To identify the underlying molecular defect, whole exome sequencing (WES) was performed for patient 1, the eldest affected sibling. Bioinformatic analysis revealed a homozygous deletion of a cytosine nucleotide in exon 2 of the CD19 gene at cDNA position 232 (GenBank accession: NM_001770.6), designated as c.232delC. At the genomic level, this corresponds to NC_000016.10:g.28932489del and based on the human genome assembly GRCh37/hg19, the chromosomal position is chr16:28943810delC. This variant was queried in the Genome Aggregation Database (gnomAD) v2.1.1, which is compatible with the hg19 reference genome, and was not reported in either the Exomes or Genomes datasets. The c.232delC mutation is predicted to cause a frameshift resulting in a premature stop codon in exon 2 (p.Leu78Trpfs*52), initiating at codon 78 and leading to a stop codon 52 amino acids downstream ( Figure 3A ). This frameshift is expected to result in nonsense-mediated mRNA decay (NMD) and complete loss of functional CD19 protein expression. According to the American College of Medical Genetics and Genomics (ACMG) criteria, the variant is classified as “pathogenic” (24).

The mutation was confirmed by Sanger sequencing, which verified its segregation with the disease phenotype. Family screening revealed that both parents were heterozygous carriers of the mutation. The symptomatic younger brother (Patient 2) was also found to be homozygous for the same mutation, while the two remaining asymptomatic siblings tested negative for the variant ( Figure 3B ).

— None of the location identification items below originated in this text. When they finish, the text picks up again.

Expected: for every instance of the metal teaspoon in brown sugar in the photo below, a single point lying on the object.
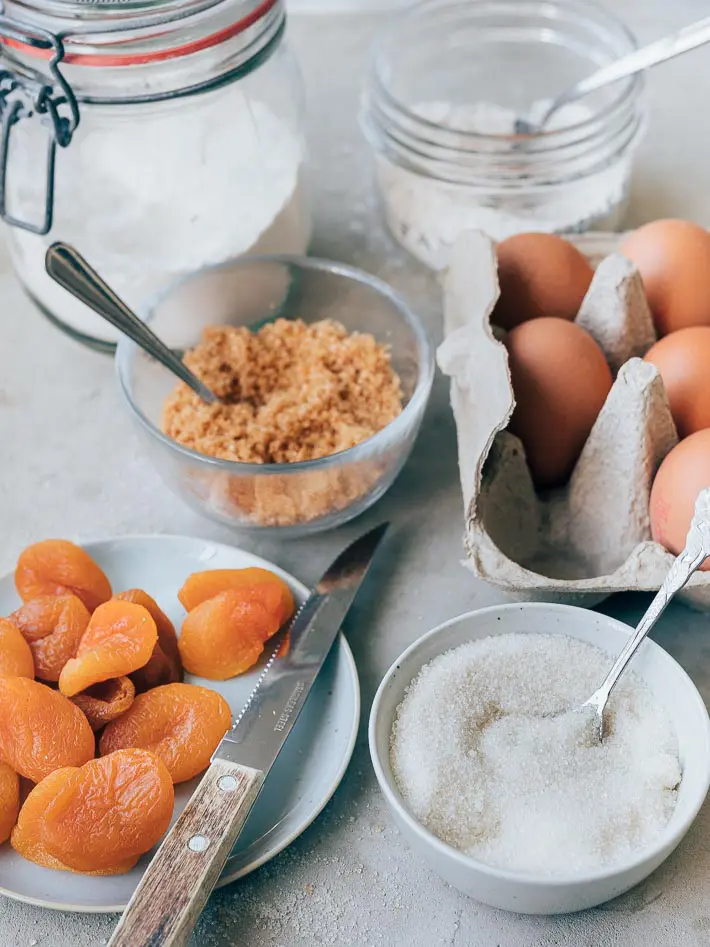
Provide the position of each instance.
(69, 269)
(179, 879)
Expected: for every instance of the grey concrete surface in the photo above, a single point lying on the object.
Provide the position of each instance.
(71, 466)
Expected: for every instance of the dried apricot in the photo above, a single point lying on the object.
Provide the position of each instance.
(9, 800)
(259, 585)
(106, 701)
(225, 635)
(53, 626)
(15, 655)
(40, 730)
(119, 639)
(98, 818)
(181, 723)
(55, 567)
(164, 666)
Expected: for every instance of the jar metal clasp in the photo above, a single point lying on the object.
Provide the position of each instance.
(23, 96)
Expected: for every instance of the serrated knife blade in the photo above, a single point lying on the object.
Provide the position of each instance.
(264, 723)
(181, 875)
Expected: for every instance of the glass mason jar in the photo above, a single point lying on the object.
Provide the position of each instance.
(446, 82)
(155, 136)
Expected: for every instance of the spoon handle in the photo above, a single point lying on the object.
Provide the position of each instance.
(696, 34)
(68, 268)
(697, 549)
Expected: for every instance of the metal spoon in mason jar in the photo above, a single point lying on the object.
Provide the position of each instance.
(659, 51)
(68, 268)
(696, 551)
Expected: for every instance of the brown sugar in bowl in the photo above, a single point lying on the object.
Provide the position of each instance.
(305, 496)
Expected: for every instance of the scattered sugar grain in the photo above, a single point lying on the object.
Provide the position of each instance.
(480, 767)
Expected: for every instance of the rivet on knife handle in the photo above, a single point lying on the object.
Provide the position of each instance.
(177, 883)
(187, 866)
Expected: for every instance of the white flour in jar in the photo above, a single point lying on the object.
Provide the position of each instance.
(480, 767)
(427, 215)
(209, 178)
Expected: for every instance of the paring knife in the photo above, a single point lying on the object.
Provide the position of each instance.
(177, 883)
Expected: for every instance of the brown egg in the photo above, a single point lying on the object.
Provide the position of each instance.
(560, 381)
(673, 258)
(540, 274)
(683, 359)
(680, 478)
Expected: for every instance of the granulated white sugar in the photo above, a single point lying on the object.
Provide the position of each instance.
(479, 765)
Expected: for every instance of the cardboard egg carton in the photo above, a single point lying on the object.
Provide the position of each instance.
(583, 542)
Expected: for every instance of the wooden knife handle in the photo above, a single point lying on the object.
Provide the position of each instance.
(178, 881)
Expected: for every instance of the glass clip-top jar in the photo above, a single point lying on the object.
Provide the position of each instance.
(156, 136)
(448, 79)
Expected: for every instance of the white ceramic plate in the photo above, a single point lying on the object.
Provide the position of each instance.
(304, 777)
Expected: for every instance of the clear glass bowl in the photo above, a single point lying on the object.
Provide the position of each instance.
(447, 79)
(288, 499)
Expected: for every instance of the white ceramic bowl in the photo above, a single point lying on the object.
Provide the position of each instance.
(519, 891)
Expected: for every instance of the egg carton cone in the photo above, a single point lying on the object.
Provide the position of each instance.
(592, 538)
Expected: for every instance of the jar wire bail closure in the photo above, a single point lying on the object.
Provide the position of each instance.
(25, 92)
(22, 97)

The expression of CD19 multimeric complex proteins on B lymphocytes was evaluated by flow cytometry in the affected siblings, their unaffected siblings, parents, and healthy controls ( Figures 4A, B ; Supplementary Figure 1 ). CD19 surface expression was completely absent in both affected siblings, while it was slightly reduced in their heterozygous carrier parents compared to non-carrier siblings and healthy controls. CD21 expression was reduced, but not absent, in both affected patients, whereas CD81 expression remained normal. CD225 expression was not assessed due to lack of validated antibodies.

These findings confirm that the homozygous c.232delC (p.Leu78Trpfs*52) mutation results in a complete loss of CD19 surface expression on B cells in affected individuals, with a partial reduction observed in heterozygous carriers. Moreover, the absence of CD19 appears to impair the expression of CD21, while not affecting CD81, suggesting that CD19 is critical for the stability or surface expression of certain components of the CD19 complex.

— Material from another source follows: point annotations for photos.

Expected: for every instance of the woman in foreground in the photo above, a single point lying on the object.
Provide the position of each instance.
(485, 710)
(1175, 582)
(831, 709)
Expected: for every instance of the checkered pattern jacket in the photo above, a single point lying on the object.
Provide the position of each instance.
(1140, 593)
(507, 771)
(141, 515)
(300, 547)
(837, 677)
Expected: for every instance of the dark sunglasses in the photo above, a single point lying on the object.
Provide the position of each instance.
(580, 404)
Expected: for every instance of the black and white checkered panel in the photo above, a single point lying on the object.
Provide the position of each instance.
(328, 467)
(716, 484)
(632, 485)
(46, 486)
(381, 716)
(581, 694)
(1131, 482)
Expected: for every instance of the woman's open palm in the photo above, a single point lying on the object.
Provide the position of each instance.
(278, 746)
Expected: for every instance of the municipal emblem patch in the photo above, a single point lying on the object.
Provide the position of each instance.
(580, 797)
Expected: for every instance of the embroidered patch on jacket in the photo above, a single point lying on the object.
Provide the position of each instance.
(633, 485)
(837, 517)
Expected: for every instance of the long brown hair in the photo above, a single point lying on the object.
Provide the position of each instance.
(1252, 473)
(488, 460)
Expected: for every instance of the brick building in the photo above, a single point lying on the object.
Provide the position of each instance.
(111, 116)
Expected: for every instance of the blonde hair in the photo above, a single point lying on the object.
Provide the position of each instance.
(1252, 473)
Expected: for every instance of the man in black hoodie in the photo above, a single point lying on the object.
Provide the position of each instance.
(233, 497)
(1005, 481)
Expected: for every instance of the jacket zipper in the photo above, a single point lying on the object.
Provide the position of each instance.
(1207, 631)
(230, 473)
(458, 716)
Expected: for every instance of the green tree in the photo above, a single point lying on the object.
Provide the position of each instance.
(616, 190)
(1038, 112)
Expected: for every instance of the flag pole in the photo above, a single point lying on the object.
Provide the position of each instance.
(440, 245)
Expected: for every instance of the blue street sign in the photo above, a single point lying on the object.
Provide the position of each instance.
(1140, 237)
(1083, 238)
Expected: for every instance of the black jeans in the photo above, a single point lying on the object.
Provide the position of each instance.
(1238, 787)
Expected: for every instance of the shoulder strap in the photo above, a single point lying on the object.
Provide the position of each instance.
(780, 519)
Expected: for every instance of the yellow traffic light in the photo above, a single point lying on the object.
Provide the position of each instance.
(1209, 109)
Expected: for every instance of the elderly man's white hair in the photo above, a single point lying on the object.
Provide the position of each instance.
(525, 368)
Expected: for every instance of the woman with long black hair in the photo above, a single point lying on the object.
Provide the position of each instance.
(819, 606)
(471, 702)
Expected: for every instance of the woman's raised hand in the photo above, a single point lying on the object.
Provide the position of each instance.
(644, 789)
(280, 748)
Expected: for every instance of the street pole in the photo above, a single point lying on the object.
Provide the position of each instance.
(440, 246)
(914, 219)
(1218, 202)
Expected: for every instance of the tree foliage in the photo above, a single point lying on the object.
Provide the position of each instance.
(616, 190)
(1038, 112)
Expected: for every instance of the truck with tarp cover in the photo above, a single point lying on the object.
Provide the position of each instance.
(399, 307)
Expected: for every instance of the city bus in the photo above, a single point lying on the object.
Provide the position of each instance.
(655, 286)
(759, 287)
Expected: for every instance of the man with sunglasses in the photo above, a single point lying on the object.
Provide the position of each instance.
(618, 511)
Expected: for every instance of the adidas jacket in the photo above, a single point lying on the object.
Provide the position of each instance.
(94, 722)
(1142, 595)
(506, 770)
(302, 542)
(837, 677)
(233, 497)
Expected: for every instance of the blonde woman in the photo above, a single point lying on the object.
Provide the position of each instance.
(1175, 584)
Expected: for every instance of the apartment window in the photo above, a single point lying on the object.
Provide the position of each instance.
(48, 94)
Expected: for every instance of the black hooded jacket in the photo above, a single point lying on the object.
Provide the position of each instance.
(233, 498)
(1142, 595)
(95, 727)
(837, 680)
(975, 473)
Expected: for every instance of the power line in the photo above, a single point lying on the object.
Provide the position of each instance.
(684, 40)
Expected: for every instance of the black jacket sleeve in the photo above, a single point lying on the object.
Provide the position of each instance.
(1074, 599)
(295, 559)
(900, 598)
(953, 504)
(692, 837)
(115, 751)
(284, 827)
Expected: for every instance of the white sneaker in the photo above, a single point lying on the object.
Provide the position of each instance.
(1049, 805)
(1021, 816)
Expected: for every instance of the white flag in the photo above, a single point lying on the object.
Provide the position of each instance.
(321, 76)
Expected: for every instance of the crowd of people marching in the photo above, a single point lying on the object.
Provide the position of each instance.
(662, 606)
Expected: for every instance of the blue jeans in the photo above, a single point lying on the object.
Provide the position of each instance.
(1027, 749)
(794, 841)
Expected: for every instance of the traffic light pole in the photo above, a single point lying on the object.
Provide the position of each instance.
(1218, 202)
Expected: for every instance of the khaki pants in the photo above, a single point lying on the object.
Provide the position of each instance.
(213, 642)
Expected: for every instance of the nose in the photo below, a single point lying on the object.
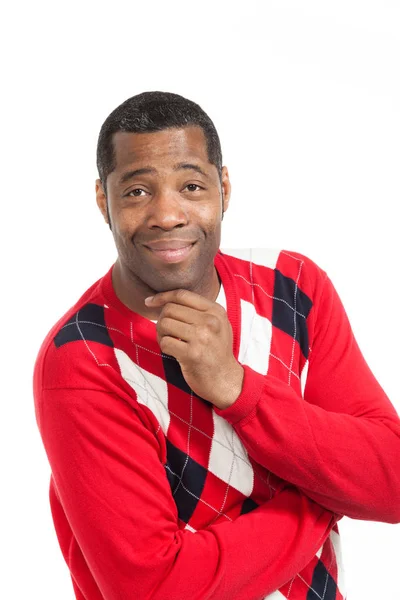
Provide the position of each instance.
(167, 210)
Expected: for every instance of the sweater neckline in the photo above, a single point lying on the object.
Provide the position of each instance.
(143, 325)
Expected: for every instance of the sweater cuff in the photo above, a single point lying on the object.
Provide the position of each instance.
(245, 404)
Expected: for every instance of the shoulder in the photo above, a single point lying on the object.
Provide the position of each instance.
(77, 346)
(291, 269)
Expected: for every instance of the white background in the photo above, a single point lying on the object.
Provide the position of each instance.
(305, 96)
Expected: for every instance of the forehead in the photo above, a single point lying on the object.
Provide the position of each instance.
(166, 146)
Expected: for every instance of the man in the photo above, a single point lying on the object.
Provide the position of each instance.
(208, 418)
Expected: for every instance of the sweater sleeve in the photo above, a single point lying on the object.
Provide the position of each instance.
(115, 494)
(341, 443)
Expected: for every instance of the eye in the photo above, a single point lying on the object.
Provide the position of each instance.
(192, 187)
(136, 192)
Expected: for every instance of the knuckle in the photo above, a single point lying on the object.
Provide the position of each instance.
(213, 323)
(181, 294)
(203, 335)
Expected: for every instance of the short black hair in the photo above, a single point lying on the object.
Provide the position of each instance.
(149, 112)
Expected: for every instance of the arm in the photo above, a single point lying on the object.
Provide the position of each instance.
(341, 443)
(113, 488)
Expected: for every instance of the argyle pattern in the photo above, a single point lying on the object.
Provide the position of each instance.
(211, 476)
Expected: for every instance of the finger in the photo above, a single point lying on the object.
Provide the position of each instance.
(180, 296)
(173, 328)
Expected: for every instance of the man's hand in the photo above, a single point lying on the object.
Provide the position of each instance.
(198, 334)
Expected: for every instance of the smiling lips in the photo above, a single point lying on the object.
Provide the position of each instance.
(172, 250)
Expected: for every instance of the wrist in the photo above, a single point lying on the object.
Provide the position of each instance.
(231, 389)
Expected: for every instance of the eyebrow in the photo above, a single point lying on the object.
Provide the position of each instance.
(148, 170)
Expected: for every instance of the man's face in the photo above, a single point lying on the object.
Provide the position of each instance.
(165, 192)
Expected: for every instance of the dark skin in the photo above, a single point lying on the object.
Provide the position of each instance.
(180, 196)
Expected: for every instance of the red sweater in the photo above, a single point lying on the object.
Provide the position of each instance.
(155, 494)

In vitro T-lymphocyte proliferation in response to mitogens (PHA) and to anti-CD3/anti-CD28 stimulation was normal ( Figure 4C ). Furthermore, intracellular cytokine staining following CD4+ T cell stimulation showed no abnormalities in the frequencies of CD4+IFNγ+ (Th1), CD4+IL-4+ (Th2), and CD4+IL-17A+ (Th17) cells compared to age- and sex-matched healthy controls ( Figure 4D ). These results indicate that T cell function is preserved, making a primary T cell defect an unlikely cause of the patients’ recurrent infections.

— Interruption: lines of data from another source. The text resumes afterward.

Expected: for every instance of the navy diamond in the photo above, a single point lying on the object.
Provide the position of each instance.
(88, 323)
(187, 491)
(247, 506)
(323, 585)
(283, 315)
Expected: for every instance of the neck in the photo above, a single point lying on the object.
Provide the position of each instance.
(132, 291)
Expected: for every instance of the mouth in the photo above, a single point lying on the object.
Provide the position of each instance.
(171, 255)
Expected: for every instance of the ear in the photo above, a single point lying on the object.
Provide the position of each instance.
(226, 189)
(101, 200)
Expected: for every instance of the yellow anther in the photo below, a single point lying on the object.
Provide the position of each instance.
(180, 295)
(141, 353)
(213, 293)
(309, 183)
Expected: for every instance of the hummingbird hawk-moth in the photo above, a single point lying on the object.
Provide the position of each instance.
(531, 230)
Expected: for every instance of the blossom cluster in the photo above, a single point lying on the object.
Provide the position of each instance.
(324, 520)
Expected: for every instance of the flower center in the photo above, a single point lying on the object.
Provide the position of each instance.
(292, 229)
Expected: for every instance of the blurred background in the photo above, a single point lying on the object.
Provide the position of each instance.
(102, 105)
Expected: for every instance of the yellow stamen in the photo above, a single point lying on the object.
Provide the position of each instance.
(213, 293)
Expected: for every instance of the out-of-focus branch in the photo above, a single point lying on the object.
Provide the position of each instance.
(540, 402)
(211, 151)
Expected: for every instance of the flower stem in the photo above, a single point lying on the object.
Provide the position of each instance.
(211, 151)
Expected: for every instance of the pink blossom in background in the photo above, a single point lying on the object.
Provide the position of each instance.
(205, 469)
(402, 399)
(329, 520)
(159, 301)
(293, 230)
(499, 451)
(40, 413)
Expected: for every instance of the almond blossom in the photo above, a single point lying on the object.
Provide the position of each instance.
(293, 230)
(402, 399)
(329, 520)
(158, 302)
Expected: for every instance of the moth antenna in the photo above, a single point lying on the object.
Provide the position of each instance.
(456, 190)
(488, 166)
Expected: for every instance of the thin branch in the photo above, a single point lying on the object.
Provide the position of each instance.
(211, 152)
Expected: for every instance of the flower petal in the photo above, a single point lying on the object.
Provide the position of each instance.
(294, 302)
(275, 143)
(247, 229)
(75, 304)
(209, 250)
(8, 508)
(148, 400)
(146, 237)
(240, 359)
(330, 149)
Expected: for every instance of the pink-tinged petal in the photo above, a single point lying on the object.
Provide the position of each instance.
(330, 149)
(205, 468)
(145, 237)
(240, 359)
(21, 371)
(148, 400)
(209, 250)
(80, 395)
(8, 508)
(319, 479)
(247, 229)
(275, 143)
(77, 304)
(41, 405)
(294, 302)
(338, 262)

Autoimmune manifestations occur in approximately 30% of individuals with Common Variable Immunodeficiency (CVID) and represent a significant contributor to morbidity and mortality in this population (25–27). Similarly, the presence of autoantibodies has been documented in patients with CD19 deficiency and has been associated with the development of autoimmune features (9, 14, 28). To explore whether the c.232delC (p.Leu78Trpfs*52) mutation was associated with the production of autoreactive antibodies, both affected siblings were screened for organ-specific and non-organ-specific autoantibodies.

Patient 1 showed a speckled pattern of antinuclear antibodies (ANA) on indirect immunofluorescence (IIF) at a low titer (1:160) ( Figure 4E ), while antibodies against extractable nuclear antigens (ENA) and double-stranded DNA (dsDNA) were negative. Notably, anti-F-actin antibodies were slightly elevated (23 U/mL; reference: <20 U/mL), a finding suggestive of a predisposition to type I autoimmune hepatitis. In contrast, Patient 2 exhibited markedly elevated levels of anti-F-actin (39 U/mL) and anti-soluble liver antigen (SLA) antibodies (60 U/mL; reference: <20 U/mL), both serologic markers associated with autoimmune hepatitis. Despite these findings, liver function tests remained within normal ranges in both patients.